Shape-constrained density estimation with Wasserstein projection

Here is an explanation of the paper "Shape-Constrained Density Estimation with Wasserstein Projection," translated into simple, everyday language using analogies.

The Big Picture: Fitting a Shape to a Cloud of Dots

Imagine you have a bag of marbles scattered on the floor. These marbles represent data points collected from the real world (like the heights of people, the prices of houses, or the time it takes to commute).

Your goal is to draw a smooth, continuous curve (a "density") that best describes where these marbles are likely to be found. However, you have a rule: The curve must follow a specific shape.

Rule A (Monotone): The curve must always go down (like a slide). It can't go up.
Rule B (Log-concave): The curve must be "hill-shaped" (like a bell curve or a mountain). It can't have two separate peaks (like a camel's back).

The paper compares two different ways of drawing this curve to fit your marbles.

The Two Competitors: The "Local" vs. The "Global"

1. The Old Way: Maximum Likelihood (The "Local" Approach)

Think of this as the Grenander Estimator (for Rule A) or the Log-Concave MLE (for Rule B).

How it works: This method looks at your marbles and asks, "If I draw a curve right here, does it pass through the most marbles?" It tries to maximize the number of marbles sitting under the curve.
The Metaphor: Imagine you are a tailor trying to fit a suit to a mannequin made of marbles. You stitch the fabric so it hugs every single marble tightly.
The Result: The resulting shape is very "jagged." It changes direction exactly where the marbles are. If you have two marbles at positions -1 and 1, the tailor might draw a flat line strictly between them, ignoring the space outside. It's very precise but can be too rigid.

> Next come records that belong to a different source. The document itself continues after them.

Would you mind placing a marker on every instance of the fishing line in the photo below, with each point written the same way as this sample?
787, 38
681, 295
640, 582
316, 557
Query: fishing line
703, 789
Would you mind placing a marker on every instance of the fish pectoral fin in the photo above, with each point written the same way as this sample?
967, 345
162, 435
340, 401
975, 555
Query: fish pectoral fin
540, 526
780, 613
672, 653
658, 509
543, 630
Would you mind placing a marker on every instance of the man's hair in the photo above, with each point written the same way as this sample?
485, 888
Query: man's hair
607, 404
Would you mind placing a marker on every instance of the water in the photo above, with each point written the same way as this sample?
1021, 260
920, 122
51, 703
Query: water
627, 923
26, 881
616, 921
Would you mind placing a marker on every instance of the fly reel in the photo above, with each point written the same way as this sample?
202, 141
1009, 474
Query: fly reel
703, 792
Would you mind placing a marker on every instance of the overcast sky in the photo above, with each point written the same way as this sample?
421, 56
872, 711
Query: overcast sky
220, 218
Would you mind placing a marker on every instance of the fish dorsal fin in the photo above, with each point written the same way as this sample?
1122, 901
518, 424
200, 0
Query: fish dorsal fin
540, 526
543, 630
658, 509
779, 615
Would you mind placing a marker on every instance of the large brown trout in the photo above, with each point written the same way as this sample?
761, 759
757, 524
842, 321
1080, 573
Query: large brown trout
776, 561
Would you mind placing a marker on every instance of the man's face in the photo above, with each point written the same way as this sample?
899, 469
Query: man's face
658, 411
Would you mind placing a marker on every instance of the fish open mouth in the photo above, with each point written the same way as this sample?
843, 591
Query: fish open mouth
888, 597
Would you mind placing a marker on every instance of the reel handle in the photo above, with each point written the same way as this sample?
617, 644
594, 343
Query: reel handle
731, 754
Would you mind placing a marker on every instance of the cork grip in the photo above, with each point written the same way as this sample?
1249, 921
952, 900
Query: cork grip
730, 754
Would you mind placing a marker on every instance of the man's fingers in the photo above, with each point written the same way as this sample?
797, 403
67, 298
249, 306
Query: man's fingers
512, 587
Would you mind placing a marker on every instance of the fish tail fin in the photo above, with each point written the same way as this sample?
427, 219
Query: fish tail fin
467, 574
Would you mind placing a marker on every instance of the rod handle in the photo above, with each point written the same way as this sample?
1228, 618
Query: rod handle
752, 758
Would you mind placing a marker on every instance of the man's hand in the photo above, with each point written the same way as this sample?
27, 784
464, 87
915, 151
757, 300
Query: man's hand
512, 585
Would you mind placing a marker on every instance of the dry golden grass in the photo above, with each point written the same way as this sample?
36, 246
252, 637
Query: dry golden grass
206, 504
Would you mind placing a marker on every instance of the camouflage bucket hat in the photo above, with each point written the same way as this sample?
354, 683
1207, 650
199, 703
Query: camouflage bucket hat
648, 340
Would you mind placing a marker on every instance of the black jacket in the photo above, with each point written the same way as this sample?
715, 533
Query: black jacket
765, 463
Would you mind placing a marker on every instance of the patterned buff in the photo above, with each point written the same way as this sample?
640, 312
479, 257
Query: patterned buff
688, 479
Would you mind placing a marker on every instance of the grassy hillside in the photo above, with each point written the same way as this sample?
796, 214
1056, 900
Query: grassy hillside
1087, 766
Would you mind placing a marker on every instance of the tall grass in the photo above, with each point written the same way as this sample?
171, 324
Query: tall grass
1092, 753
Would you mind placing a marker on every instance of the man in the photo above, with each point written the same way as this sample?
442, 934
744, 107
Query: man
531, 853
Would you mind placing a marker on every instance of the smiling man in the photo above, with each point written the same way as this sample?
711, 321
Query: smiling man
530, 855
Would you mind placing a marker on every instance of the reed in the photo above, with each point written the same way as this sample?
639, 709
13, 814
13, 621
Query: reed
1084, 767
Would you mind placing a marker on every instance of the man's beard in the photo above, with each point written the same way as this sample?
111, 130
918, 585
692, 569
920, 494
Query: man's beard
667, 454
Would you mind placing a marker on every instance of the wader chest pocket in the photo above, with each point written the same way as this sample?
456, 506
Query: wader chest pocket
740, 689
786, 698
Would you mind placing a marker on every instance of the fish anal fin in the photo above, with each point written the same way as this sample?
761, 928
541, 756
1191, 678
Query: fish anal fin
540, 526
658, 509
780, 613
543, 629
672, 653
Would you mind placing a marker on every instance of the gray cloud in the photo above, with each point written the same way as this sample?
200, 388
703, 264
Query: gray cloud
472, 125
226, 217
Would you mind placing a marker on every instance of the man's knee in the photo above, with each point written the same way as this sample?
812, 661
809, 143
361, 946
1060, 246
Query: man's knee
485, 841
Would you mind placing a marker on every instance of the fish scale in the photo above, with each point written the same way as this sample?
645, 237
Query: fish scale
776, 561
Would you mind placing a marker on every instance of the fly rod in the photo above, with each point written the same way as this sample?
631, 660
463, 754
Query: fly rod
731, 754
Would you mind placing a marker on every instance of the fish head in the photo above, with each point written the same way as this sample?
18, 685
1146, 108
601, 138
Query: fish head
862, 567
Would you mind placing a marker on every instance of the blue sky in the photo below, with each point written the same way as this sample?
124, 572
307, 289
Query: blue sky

2. The New Way: Wasserstein Projection (The "Global" Approach)

This is the method the authors are proposing.

How it works: Instead of just counting marbles, this method asks, "How much effort would it take to move my marbles to fit this new shape?" It uses a concept called Optimal Transport (or the Wasserstein distance).
The Metaphor: Imagine your marbles are piles of sand. You want to reshape the sand into a perfect "slide" (monotone) or a "hill" (log-concave).
- The Old Way just says, "Make sure the sand covers the most ground."
- The New Way says, "I want to move the sand into the shape of a hill, but I want to do it with the least amount of physical work." If a pile of sand is far away, moving it costs a lot of energy. The method finds the shape that requires the least "muscle" to transform your messy pile of sand into a perfect hill.
The Key Difference: Because it cares about the distance the sand has to move, it doesn't just hug the marbles. It might spread the sand out a little wider to make the shape smoother and more natural, even if that means the curve doesn't pass directly through every single marble.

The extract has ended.